Saturday, October 23, 2010

Laughing Stock releases its Gold Medal Portfolio




The latest two releases from Laughing Stock Vineyards have come with the announcement that the winery is launching a wine club.

This is another clever marketing device from this well-regard Naramata Bench winery. Given the swelling number of wineries in British Columbia, every winery has to sell a bit harder, even producers as accomplished at Laughing Stock.

David and Cynthia Enns, Laughing Stock’s founders, formerly worked in the investment business. At Laughing Stock, which opened in 2005, they have continually mined the rich vocabulary of the investment business. The flagship red is called Portfolio; two companion blends are called Blind Trust.

They have dipped into the same well for their club. It is called the Preferred Share Wine Club. There are two levels of membership: Series A Preferred and Series B Preferred. There is no fee to join other than committing to order wine regularly.

If you follow the investment business, you know that Series A Preferreds always rank ahead of Series B, with more benefits. Likewise with the Laughing Stock wine club.

The A members order wine by the case. They get free delivery and are first in line to order new releases, including releases of the so-called Small Cap limited production wines. There are other perks as well, including invitations to events in the winery and free tastings.

The B members are those who sign up for three shipments a year, each of six bottles of specially selected wines. They are also first in line for new releases. They pay for shipping. They also get invited to winery events and free tastings.

Other wineries operate similar clubs. The attraction of any of these clubs is the convenience of being on the list to buy for your favourite wines once you have figured out what you want to collect.

Laughing Stock Portfolio is one of those reds that should be collected by anyone serious about building a cellar of British Columbia wines. The winery encourages this by publishing a vintage chart on its web site and by offering advice on the likely cellar life of its wines.

Portfolio is a Bordeaux blend. The first vintage was 2003. Only 500 cases were made, so there are not many cellars that still have some. The winery advises drinking it up by 2012. A customer review on the web site basically confirms that.

Early each year, about eight months before the wine is released, the winery offers Portfolio at a discount of about $5 a bottle to customers who pre-order by the case and pay in advance. This is called selling futures. The big Bordeaux houses do it all the time.
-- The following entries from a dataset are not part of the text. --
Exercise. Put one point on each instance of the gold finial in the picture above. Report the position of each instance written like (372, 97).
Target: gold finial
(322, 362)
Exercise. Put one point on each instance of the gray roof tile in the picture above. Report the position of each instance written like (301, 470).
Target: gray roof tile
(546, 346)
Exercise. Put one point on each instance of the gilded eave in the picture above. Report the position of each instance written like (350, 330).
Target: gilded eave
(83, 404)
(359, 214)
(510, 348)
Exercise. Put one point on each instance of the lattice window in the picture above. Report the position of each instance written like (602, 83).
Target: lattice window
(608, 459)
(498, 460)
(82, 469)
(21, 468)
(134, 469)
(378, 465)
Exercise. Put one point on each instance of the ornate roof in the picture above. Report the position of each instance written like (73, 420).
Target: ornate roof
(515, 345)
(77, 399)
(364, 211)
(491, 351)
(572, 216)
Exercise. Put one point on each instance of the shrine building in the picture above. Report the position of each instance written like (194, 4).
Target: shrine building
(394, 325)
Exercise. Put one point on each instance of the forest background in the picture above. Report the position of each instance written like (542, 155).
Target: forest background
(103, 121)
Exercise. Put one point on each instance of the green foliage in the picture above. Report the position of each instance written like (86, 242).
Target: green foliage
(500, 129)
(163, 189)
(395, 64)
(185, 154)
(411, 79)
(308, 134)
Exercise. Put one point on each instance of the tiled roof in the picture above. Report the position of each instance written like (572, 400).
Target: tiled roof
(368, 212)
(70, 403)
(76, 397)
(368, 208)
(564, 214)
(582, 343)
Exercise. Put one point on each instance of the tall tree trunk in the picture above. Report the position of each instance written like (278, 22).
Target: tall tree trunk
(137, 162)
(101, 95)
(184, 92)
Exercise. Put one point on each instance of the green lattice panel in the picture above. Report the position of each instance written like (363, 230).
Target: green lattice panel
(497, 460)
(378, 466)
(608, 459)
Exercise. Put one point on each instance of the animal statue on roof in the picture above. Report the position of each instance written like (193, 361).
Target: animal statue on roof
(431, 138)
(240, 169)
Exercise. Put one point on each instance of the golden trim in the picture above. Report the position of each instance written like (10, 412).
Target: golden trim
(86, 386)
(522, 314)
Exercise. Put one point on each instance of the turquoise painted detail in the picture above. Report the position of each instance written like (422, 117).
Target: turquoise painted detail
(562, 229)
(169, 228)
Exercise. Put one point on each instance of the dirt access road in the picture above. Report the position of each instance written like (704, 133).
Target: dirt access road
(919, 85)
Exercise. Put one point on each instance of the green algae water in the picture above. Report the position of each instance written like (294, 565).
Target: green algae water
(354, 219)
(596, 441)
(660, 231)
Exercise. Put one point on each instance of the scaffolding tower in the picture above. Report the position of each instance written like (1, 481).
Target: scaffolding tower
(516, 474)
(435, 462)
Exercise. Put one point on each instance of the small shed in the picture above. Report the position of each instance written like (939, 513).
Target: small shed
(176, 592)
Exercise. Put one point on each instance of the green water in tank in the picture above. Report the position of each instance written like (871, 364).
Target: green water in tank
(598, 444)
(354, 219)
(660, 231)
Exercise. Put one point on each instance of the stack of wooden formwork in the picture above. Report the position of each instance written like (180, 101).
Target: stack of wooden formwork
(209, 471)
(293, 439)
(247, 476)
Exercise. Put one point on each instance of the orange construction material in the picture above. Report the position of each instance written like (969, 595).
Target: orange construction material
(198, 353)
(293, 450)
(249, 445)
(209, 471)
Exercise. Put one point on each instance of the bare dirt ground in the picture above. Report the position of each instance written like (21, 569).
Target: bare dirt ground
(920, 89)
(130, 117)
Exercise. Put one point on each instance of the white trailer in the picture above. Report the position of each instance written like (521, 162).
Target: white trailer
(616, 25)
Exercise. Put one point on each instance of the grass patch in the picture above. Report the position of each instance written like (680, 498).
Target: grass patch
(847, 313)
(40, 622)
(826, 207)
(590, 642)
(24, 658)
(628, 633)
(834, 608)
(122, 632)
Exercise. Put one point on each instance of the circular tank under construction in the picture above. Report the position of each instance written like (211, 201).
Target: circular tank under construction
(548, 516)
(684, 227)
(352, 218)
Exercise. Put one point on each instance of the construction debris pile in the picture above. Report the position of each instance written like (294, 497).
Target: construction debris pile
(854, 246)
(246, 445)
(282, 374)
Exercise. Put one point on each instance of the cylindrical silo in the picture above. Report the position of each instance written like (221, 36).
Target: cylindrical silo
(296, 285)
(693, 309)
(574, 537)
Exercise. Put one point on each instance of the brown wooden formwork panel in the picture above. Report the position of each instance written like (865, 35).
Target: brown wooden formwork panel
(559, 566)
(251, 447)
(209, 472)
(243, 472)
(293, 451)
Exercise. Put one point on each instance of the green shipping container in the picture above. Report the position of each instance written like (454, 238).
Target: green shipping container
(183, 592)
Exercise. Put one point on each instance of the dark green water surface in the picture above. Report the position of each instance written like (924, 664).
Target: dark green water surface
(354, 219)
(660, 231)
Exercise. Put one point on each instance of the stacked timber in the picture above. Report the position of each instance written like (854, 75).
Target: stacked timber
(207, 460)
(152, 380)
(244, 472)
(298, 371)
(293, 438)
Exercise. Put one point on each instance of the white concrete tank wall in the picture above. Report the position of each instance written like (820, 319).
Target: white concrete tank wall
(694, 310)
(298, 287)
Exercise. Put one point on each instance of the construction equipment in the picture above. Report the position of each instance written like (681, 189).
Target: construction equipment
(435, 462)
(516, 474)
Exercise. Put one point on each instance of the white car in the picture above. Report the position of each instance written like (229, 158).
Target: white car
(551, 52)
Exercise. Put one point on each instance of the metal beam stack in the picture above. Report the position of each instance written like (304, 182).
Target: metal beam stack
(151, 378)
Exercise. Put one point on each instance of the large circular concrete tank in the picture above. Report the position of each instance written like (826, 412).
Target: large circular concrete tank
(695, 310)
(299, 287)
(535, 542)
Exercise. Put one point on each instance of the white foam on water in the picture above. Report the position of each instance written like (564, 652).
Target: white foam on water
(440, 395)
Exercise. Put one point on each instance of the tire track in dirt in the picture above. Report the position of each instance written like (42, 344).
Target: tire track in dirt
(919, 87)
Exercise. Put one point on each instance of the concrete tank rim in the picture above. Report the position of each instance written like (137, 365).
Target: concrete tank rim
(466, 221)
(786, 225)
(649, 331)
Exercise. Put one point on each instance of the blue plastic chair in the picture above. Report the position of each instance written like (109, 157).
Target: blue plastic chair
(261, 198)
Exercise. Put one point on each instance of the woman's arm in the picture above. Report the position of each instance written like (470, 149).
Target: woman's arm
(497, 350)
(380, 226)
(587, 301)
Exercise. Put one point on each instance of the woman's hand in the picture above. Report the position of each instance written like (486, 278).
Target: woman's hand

Surprisingly, only a handful of Okanagan wineries do it. To be sure, a winery needs to have a track record of consistent quality before customers will spend three or four hundred dollars on wines they have not tasted. Laughing Stock has acquired such a track record.

The latest release is Portfolio 2008 ($40) and it just won a gold medal at the B.C. Wine Awards. The winery made 2,050 cases. The wine is 53% Merlot, 24% Cabernet Sauvignon, 12% Cabernet Franc, 9% Malbec and 2% Petit Verdot. The grapes were picked between October 14 and October 28 in what proved to be a very good vintage. As usual, the ticker tape around each bottle shows trading values of some equities at that period. Figuring out the stock symbols is part of the fun of drinking this wine. The wine spent 19 months in French oak, 40% of which was new and the rest was one-year-old.

This is a big, satisfying wine with 14.6% alcohol, hardly noticeable amid all this concentrated fruit flavours. It is approachable already but has the structure to age for 10 years. I tasted my bottle over two days, a way of accelerating the aging. It showed superbly on the second day – and it was already very good on the first: spicy red berries and vanilla on the nose, flavours of plum and black cherries and ripe tannins that make the wine rich on the palate. 91-92.

The winery has also released 740 cases of its Chardonnay 2009 ($26). In a time when a growing number of producers are releasing cocktail party Chardonnays (aka unoaked Chardonnay), this is a Chardonnay made as it should be. Laughing Stock’s use of oak hits the fine balance where the oak notes are the harmony behind the melody of the fruit.

This wine was fermented in puncheons, which are twice the size of standard wine barrels. These impart less oak flavour (although the oak always integrates better with the fruit in barrel fermented wine as opposed to merely barrel-aged wine). This wine has hints of toast and almonds on the nose and has rich flavours of tangerines and butterscotch. There is enough acidity to give the wine a refreshing finish. 88-90.